Just one hour a day of moderate physical activity can reduce the health risks that come with prolonged sitting. Findings published recently by European researchers show that people who spend eight hours sitting but are also active have a significantly lower risk of dying than those who are inactive. The findings are based on an analysis of 16 scientific studies, which included data from more than 1 million people.

The difference that regular activity can make is remarkable: The researchers found that inactive people were 28 to 59 percent more likely to die early compared with the people who were the most active. That means inactivity brings an increased risk of early death that is similar in magnitude to two better-known threats — smoking and obesity.

The study, published in the journal The Lancet, also found a relationship between television watching and mortality risk. Data involving approximately half a million people showed that those who watched television for three or more hours a day had an increased risk of death that was only offset among the most active. The television-viewing habits, researchers said, may be an indicator of a more generally unhealthy lifestyle.

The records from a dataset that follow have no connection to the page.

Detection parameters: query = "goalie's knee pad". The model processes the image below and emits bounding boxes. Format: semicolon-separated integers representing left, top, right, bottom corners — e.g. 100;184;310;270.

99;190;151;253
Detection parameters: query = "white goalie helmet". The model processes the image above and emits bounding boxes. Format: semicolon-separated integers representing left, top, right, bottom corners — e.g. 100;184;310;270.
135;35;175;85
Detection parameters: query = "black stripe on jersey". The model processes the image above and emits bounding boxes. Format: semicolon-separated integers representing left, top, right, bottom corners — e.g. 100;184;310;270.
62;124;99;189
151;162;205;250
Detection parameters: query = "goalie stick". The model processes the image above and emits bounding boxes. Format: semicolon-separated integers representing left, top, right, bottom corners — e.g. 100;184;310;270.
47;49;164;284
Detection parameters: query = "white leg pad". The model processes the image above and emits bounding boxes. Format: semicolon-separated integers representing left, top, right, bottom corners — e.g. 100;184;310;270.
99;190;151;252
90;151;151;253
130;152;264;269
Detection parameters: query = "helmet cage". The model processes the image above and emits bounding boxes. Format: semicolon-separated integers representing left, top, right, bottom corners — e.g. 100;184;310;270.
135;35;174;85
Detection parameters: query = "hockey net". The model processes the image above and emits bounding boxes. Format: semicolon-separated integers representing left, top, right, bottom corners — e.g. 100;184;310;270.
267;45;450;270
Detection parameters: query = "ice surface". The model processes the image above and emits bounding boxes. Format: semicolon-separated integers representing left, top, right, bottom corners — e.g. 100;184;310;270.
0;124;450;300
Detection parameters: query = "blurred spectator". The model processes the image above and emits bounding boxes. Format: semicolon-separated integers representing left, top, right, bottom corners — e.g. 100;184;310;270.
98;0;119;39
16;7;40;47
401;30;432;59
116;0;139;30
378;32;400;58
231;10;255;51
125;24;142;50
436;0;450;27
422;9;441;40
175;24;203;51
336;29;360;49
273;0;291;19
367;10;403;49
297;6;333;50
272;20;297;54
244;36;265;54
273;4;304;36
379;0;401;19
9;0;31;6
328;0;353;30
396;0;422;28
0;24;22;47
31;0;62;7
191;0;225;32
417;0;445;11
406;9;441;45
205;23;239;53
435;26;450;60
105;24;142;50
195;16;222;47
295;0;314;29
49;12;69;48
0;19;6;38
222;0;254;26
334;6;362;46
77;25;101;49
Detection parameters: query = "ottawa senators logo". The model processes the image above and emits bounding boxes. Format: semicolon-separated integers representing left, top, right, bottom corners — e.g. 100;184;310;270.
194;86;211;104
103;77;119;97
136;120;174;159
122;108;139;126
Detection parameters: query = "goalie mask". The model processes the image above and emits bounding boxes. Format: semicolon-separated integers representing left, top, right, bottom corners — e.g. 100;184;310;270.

The researchers found that 60 to 75 minutes of moderate-intensity activity was enough to offset the effects of a sedentary day. Still, only about 25 percent of the people involved with the study hit that benchmark. The study’s authors said the findings are a call to action for governments, schools and individuals about the dangers of an inactive life. Sitting may be part of our routine, but we can still find that hour a day to get up and move.

Sloth is one of the seven deadly sins, but it doesn’t have to kill you.